As could be observed above some authors seem to have a strong tendency for semantic agreement, such as Yehoyesh, which is also overrepresented in the corpus. By normalizing the counts of the agreement gender for author, we might get a clearer picture.
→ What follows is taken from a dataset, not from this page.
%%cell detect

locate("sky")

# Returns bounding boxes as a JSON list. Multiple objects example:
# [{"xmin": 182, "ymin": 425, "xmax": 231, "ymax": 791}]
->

To normalize, we divide the each value by the sum the author used the lexeme and multiply the result by the factor 1000.

In [86]:
author_freq = clean_data.groupby(['author', 'controller_lex']).size().unstack(fill_value=0)

In [87]:
def normalize(value, author, lex):
    freq = author_freq.filter(like=author,axis=0)[lex].iloc[0]
    return value/freq*1000 if freq != 0 else 0

In [88]:
normalized_data = clean_data
normalized_data['neut'] = normalized_data.apply(lambda x: normalize(x.neut,x.author,x.controller_lex), axis=1)
normalized_data['fem'] = normalized_data.apply(lambda x: normalize(x.fem,x.author,x.controller_lex), axis=1)
normalized_data['indiff'] = normalized_data.apply(lambda x: normalize(x.indiff,x.author,x.controller_lex), axis=1)

normalized_lex = normalized_data.drop(['author', 'goal_pos'],axis=1).groupby(['controller_lex']).sum()
process_data(normalized_lex)
normalized_lex.drop(['neut', 'fem', 'indiff', 'total'],axis=1)

Unnamed: 0_level_0,% fem.
controller_lex,Unnamed: 1_level_1
froyentsimer,100.0
meydl,28.9
vayb,46.7
vaybl,20.1
total,33.3


As it can be seen the percentage of feminine gender triggered by the lexeme `vayb` dropped from 67.8 %  to 46 %. The percentage for the lexeme `meydl` stayed the same, whereas the lexeme `vaybl` seem to have a much less preference for `feminine` gender.